Les auteurs du GSDR proposent en outre que les États membres des Nations unies élaborent un cadre commun de transformation des ODD comprenant six éléments : (i) des plans d'action nationaux pour contrer les tendances négatives ou la stagnation dans la mise en œuvre des ODD ; (ii) une planification locale et sectorielle spécifique pour alimenter les plans nationaux ; (iii) des initiatives dans le cadre notamment du programme d'action d'Addis-Abeba pour accroître l'espace budgétaire, y compris les réformes fiscales, la restructuration et l'allègement de la dette, et un engagement accru des institutions financières internationales pour la mise en œuvre des ODD ; (iv) l'investissement dans les données liées aux ODD, les outils scientifiques et l'apprentissage des politiques ; (v) des partenariats pour renforcer l'interface science-politique-société ; et, (vi) des mesures pour améliorer la responsabilisation des gouvernements et des autres parties prenantes.

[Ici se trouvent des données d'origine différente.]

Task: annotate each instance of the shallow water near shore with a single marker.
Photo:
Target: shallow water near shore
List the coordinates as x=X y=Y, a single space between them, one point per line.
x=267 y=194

L’enjeu est d'assurer la cohérence et l'équité, et de veiller à ce que les progrès en matière de bien-être humain ne se fassent pas au détriment du climat, de la biodiversité et des écosystèmes. Le chemin vers la durabilité passe par l'abolition des pratiques non durables, tout en tenant compte de la souffrance économique et sociale que cela peut engendrer. Le GSDR insiste particulièrement sur ce qu'il faut faire, sur le « comment ». 

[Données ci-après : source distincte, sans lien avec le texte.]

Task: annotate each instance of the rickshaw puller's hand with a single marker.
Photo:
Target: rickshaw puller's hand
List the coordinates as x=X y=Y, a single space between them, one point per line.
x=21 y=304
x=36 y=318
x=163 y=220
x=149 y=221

Mettre le financement à l’échelle

Mais ces transformations seront coûteuses : elles nécessiteront des investissements publics et privés annuels supplémentaires pouvant atteindre 2 500 milliards de dollars. Si les discussions en cours pour un nouveau pacte financier mondial sont un pas dans la bonne direction, il sera essentiel de s'assurer que l'augmentation de la marge de manœuvre des banques multilatérales de développement et que l'élargissement de leur mission de fourniture de biens publics mondiaux ne se fassent pas au détriment des ODD et des pays les plus vulnérables (OCDE-SDSN). Le système financier international devra donc être adapté, plus particulièrement à la nécessité de pérenniser des financements sur le long terme. 

Or, comme le soulignent l’OCDE et le SDSN, un décalage existe entre les objectifs de long terme des pays en développement et la recherche par les créanciers de rendements financiers à court terme. Ces derniers proposent généralement des prêts assortis d'échéances à court terme et de taux d'intérêt élevés, ce qui entrave les investissements à long terme et augmente les risques de manque de liquidités. Les méthodologies actuelles des agences de notation empêchent les économies en développement d'obtenir le niveau de prêts à long terme requis pour financer les transformations sectorielles à grande échelle. Pour l’OCDE et le SDSN, il est important d'explorer les options pour améliorer ces méthodologies, en particulier pour les rendre plus alignées sur les ambitions de développement durable des pays en développement.

Le constat de l'incapacité de l'architecture internationale actuelle à remplir ses missions essentielles et à soutenir un financement stable à long terme des ODD est clair. À quelques semaines du sommet de New York, la dynamique actuelle n’est pas suffisante. Sans une prise de conscience des acteurs et un changement radical d’approche, pour à la fois soutenir et financer les transformations inhérentes à l’atteinte des ODD, l’Agenda 2030 ne sera jamais atteint.